# Where to buy a good Betta cave/safe-spot?



## SageMyster (Jul 13, 2011)

Hey. :-D

I'm looking to buy some sort of cave or tunnel for my new fish, Harlot. However, the only ones I can find are/have A) blind spots where I wouldn't be able to see him and make sure he's okay and B) way too big for his 1 gallon tank. I don't want to take up more room than I have to, but at that same time, I want him to have a safe place! He -does- have two small plants in his tank, but he doesn't seem interested in them or use them.

I've searched the Walmart, Petco, and Petsmart websites, and none of them have what I'm looking for. Where can I find a reliable indie-site that carries these in the right size? Even an arch would be okay!

Thanks so much in advance.


----------



## youlovegnats (Feb 23, 2011)

You can just buy slate rocks and make a cave on your own. They should be at any construction type store (Home Depot, Lows). Super cheap too. If you do get the rocks, make sure to boil water and then let the slate sit in it for a couple minutes (purge all the nastiness!) but stop boiling the water. Bettas don't really "use" plants. They're more for the visual appeal and natural setting. They also help ammonia  and have little micro-critters on 'em to keep your tank healthy.


----------



## SageMyster (Jul 13, 2011)

I've heard that, but I'm afraid if I make his tent it will fall and crush him. ): I'm not so handy...


----------



## youlovegnats (Feb 23, 2011)

awwww :/ hmmm what about just buying drift wood? There'd be lots of little hidey places for him to explore!


----------



## Tisia (Mar 15, 2011)

you can use a clean mug or a small terra cotta pot. if the mug might have any soap residue use some white vinegar to clean it, terra cotta pot either break out the bottom and sand the edges or plug the bottom hole with something


----------



## SageMyster (Jul 13, 2011)

Drift wood sounds like a good idea! But do you think it will take up too much space in his little tank?

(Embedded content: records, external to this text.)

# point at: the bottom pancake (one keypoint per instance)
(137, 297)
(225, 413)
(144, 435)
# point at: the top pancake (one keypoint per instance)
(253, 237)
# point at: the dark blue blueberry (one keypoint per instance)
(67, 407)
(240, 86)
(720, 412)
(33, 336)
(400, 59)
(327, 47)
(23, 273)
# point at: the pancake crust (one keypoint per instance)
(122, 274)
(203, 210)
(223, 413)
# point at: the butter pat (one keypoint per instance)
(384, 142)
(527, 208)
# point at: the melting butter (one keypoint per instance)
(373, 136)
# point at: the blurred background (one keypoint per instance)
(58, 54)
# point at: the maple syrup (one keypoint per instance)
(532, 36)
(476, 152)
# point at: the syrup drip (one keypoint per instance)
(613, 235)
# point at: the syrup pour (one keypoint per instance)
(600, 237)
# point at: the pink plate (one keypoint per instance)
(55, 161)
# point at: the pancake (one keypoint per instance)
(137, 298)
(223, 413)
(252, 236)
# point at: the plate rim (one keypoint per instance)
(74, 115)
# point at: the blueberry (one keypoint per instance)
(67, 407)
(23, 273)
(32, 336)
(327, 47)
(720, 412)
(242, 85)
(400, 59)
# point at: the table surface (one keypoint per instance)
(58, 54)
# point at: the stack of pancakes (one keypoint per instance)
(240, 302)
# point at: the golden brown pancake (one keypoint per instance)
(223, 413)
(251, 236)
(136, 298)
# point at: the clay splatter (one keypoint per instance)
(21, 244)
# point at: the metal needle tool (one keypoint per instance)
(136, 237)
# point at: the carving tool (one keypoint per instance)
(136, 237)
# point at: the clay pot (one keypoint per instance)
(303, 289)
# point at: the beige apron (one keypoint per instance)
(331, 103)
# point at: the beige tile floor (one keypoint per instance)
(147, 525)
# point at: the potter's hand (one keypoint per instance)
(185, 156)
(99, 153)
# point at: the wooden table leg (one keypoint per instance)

Tisia, I will check my cupboards for something. There's a small white bowl that might work, but it doesn't have a top or cover or anything. Do you think that would give him security?


----------



## Shimizoki (Jul 8, 2011)

We use the slate rocks in our 150gal tank. We then use AQ safe glues to hold them together. No chance of falling. You can do some DIY caves pretty cheap and that look good with slate rocks, stones, and AQ Glue.


----------



## Littlebittyfish (Jan 5, 2011)

PVC pipe, terra cotta pots,coconuts, i even used a glass olive jar..I covered it with aquarium sealant and stuck gravel to it so it isn't clear. You could also stack rocks to make a cave..If you're worried about it collapsing you can use aquarium sealant to glue the rocks together so they don't fall.
*edit*
...i type too slow..haha..


----------



## SageMyster (Jul 13, 2011)

COCONUTS! That's brilliant, because I have a half cut coconut shell as a decoration! So wipe with vinegar oil, rinse under hot water, and good to go?  Thank you so much!


----------



## SageMyster (Jul 13, 2011)

And thank you all for so kindly responding! You are too sweet! Harlot thanks you too!


----------



## Littlebittyfish (Jan 5, 2011)

SageMyster said:


> COCONUTS! That's brilliant, because I have a half cut coconut shell as a decoration! So wipe with vinegar oil, rinse under hot water, and good to go?  Thank you so much!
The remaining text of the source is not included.